Esilarante ed anche preveggente, pare quasi che Dino Risi, che scrisse il soggetto con Age e Scarpelli, sapesse a cosa saremmo andati incontro nel futuro per descriverlo così bene.

3.

Il vino al cinema

Per concludere qualche riferimento a pellicole che hanno parlato del vino o ne hanno tratto spunto. Solo per citarne alcuni senza dilungarmi troppo:
• Ermanno Olmi, Rupi del vino, un documentario sul vino della Valtellina.
• Giovanni Veronesi, Non è un paese per giovani. In una delle scene i protagonisti ordinano il vino Timoroso che altro non è che Timorasso, e ne raccontano le innumerevoli proprietà.
• Antonio Padovan, Finché c’è prosecco c’è speranza. Una commedia tutta italiana tra le colline di Valdobbiadene;
• Tiziano Gaia e Paolo Casalis, Barolo boys, un documentario, che racconta un gruppo piccoli produttori vinicoli delle Langhe, che realizzarono negli anni ‘80 nuove tecniche di invecchiamento e affinamento del Barolo.
• Mario Mattoli, Miseria e Nobiltà, con l’indimenticabile Totò. Chi non ricorda la sua analisi del vino preferito? “…e ti fai dare due litri di Gragnano, frizzante! Assicurati che sia Gragnano; tu lo assaggi, fffhhh, se è frizzante, lo pigli, sennò, desisti…”
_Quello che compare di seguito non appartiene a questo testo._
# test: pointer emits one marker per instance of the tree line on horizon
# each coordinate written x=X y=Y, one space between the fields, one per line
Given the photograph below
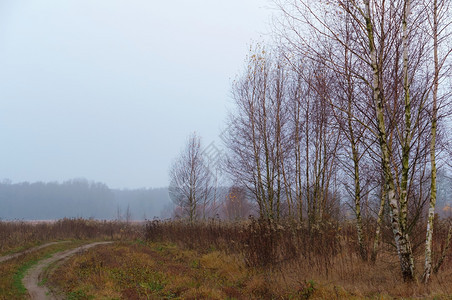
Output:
x=349 y=106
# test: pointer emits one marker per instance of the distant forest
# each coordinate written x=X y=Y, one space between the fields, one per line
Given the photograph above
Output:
x=79 y=198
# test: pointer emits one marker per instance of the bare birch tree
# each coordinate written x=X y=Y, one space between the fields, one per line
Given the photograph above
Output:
x=191 y=182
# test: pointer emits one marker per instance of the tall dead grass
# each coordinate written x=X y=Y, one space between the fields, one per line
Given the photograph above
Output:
x=290 y=256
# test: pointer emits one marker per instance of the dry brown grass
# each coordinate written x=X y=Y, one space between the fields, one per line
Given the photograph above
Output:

E una piccola curiosità nel finale: Edoardo Ventimiglia, che con Carla Benini ha costruito le fortune della cantina Sassotondo, come tutti noi aveva un nonno. Solo che il suo è stato il primo cameraman di Hitchcock. Chissà quanti fantastici racconti potrebbe farci sul mondo del cinema… quasi, quasi faccio un salto a trovarlo.
In alto i cuori e cin! cin!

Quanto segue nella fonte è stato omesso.